EE on its part revealed that the issue is to do with settings on the handset over which it has no control and is a manufacturer issue and not that needs to be dealt by the service provider.
“There are a number of factors which can affect whether customers are charged for sending an emoji, usually by the settings on the handset and so [it] is a manufacturer, rather than a network, issue,” an EE spokesperson said. EE further revealed that they offered to knock of £100 off the bill, but Cochrane denied.
Samsung has given out a statement wherein it has said that if a phone’s setting is set such that it will convert an SMS to MMS, a warning is displayed to user before being sent and that users need to take notice of this warning.
“We can confirm that as of April 2014, every Samsung mobile device has a default setting that classifies emoticon images as an SMS and not an MMS,” a Samsung spokesperson said. “For older devices, if a message is going to be converted from an SMS into an MMS, a warning message is displayed to inform the user. We advise our customers to check their mobile phone tariffs if they are unsure of any charges related to SMS and MMS as well as the advisory notices displayed on their handset.”

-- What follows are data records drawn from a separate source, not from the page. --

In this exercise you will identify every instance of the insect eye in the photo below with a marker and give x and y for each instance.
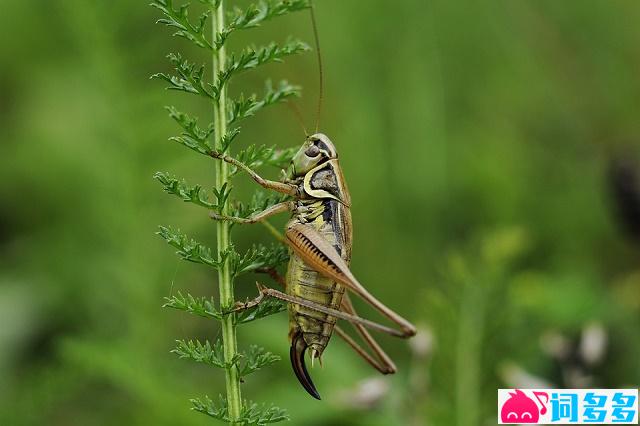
(312, 151)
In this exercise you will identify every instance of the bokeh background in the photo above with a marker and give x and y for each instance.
(491, 151)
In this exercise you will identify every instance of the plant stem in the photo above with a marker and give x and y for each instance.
(468, 354)
(225, 282)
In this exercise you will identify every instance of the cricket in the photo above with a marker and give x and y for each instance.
(319, 236)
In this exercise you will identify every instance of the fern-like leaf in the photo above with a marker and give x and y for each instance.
(179, 19)
(199, 306)
(189, 78)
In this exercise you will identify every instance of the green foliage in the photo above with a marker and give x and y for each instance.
(189, 78)
(266, 308)
(252, 413)
(256, 156)
(243, 108)
(193, 136)
(200, 306)
(261, 200)
(192, 194)
(205, 353)
(256, 14)
(179, 19)
(255, 359)
(253, 57)
(258, 257)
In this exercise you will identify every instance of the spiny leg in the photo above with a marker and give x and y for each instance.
(285, 188)
(270, 292)
(383, 364)
(256, 217)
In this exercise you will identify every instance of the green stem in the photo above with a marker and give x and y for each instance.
(468, 354)
(225, 282)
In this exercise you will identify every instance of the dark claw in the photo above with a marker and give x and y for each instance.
(297, 351)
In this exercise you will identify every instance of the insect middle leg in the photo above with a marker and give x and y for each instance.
(282, 187)
(270, 292)
(383, 363)
(259, 216)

MoneySavingExpert team has received a number of complaints from people who found themselves racking up huge charges for sending emoticons. “We have seen many complaints from our users who have racked up huge bills for sending what they thought were text messages,” said Guy Anker, managing editor of MoneySavingExpert. “It is worth complaining to mobile phone providers if this was not made clear enough to you when you would be charged for a picture message.”